Madeleine Pelletier psychiatre et militante féministe française (1874 – 1939)


 


Un Traître


 


« La vertu est toujours punie »


(Marquis de Sade)





 


Jacques ne s’était pas donné la peine de naître.


Le hasard, c’est-à-dire la somme d’inconnues qui préside à nos formations, l’avait fait éclore génial dans un milieu pauvre et incultivé.


Durant toute son enfance, il avait été un incompris. Ses parents le jugeaient bizarre ; ses maîtres le punissaient comme indiscipliné. Il aurait pu, s’il l’avait voulu, être un excellent écolier, mais il était un peu paresseux ; aucune ambiance d’ailleurs ne le stimulait au travail.

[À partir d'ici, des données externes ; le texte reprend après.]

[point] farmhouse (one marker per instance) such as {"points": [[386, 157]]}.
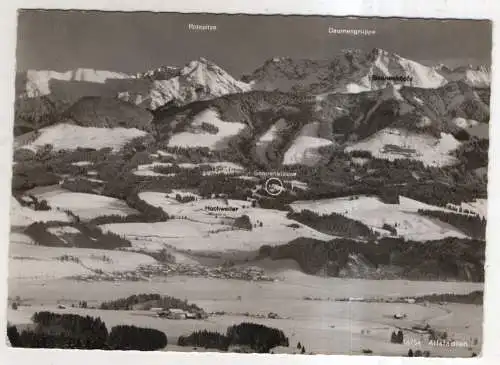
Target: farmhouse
{"points": [[175, 313]]}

À treize ans, ses parents l’avaient mis en apprentissage chez un relieur ; à l’atelier comme à l’école et dans sa famille, il détonnait. D’un naturel gai, il avait volontiers le mot pour rire, mais ce mot ne faisait pas rire parce qu’on ne le comprenait pas.

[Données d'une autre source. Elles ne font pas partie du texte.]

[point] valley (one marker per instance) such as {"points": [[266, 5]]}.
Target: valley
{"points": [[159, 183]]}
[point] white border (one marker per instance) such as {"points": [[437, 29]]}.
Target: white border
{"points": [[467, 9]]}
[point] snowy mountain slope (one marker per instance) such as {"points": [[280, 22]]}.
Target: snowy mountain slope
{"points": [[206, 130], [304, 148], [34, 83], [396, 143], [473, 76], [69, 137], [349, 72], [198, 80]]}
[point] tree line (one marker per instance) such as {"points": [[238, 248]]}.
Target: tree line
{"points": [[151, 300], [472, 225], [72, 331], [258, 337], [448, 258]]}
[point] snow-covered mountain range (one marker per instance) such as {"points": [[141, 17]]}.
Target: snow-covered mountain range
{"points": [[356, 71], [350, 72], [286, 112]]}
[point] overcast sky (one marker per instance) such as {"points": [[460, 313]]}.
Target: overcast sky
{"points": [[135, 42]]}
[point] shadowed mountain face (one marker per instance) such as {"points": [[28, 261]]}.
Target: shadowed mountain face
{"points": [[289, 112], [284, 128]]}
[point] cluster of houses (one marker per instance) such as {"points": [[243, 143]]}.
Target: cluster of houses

Un jour, il avait environ seize ans, il entrevit comme sur un chemin de Damas l’utilité de la culture intellectuelle. On l’avait envoyé en course chez un libraire du quartier latin. Dans le jour baissant d’un après-midi d’hiver, la silhouette du Panthéon dominant sur un fond de ciel gris la rue Soufflot lui était apparue. Des bandes d’étudiants bien mis, la  serviette sous le bras, dévalaient les trottoirs. Il eut un brusque coup au cœur ; il se trouvait ignominieux avec son bourgeron bleu et le paquet enveloppé de toile qu’il portait sur son dos : il se prit à regretter amèrement les années perdues à son école primaire. Mais une voix intérieure lui dit qu’il était encore très jeune et qu’il pouvait réparer.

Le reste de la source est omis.